The most intriguing questions surround the particle’s mass. In the standard model, the interactions of the Higgs with itself and the particles around it seem to imply it should have a huge mass. But the particle discovered by the LHC is far smaller.

Order can be restored by “fine-tuning” the standard model, tweaking things so that two incredibly large numbers almost, but not quite, cancel each other out, leaving the Higgs with a small mass. Many are unhappy with this fix, believing it makes the theory a little unnatural.

A popular proposal to get around this problem is supersymmetry, which extends the standard model via a symmetry between fermions and bosons. This predicts a slew of new particles, a fermion for every boson and vice versa, whose interactions would naturally cancel out those that cause the Higgs mass to balloon (see diagram).

Higgs boson: What's next?

The trouble is that neither the LHC nor any other machine has yet seen any evidence for these particles, or indeed for anything predicted by any other extension to the standard model. If we have a Higgs and nothing else, maybe we have to live with a seemingly unnatural nature. Or maybe we are just missing some subtlety of the standard model itself. Most exciting of all is the prospect of a whole new layer of structure in the universe just waiting to be uncovered.

Unanswered questions

The standard model is a huge success. Yet even with the Higgs as its crowning glory it is incomplete. Gravity is conspicuously absent, and it cannot explain dark matter, discernible in astronomical observations only by its gravitational influence. Then there is the mystery of why there is so much more matter than antimatter, when the standard model predicts there should be roughly equal amounts.

The next steps in particle physics must be to explain these mysteries. We might make dark matter particles in the proton collisions at the LHC, for example, or observe them at one of several experiments hidden away in mines and tunnels far from the cosmic rays that could confuse their results. Alternatively we may observe dark matter indirectly in space by seeing the energetic particles thought to result when two dark matter particles annihilate, for instance at the AMS experiment on the International Space Station.

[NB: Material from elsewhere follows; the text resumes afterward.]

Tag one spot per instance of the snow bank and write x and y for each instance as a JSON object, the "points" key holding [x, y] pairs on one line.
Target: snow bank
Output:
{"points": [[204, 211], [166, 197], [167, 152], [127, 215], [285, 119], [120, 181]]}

As for antimatter, experiments at CERN have made and stored it, and we even use it in PET scanners to help diagnose cancer. The LHCb experiment will look for clues to why it is so rare by examining the decays of ephemeral particles created during proton-proton collisions.

Neutrinos might offer some help, too. The three types of this ghostly particle morph from one form to another as they travel through space. Measurements of the degree of this mixing by experiments in China and South Korea suggest that matter-antimatter imbalances might occur among neutrinos, too. This might close the gap between the matter-antimatter difference observed in nature and that predicted by the standard model.

Even weirder, the neutrino may not even get its mass from the Higgs mechanism at all. Because it has no charge, it could be its own antiparticle. If so, its mass could come from interactions with itself rather than with the Higgs. Sensitive underground experiments are looking for very rare nuclear decays that might tell us the answer.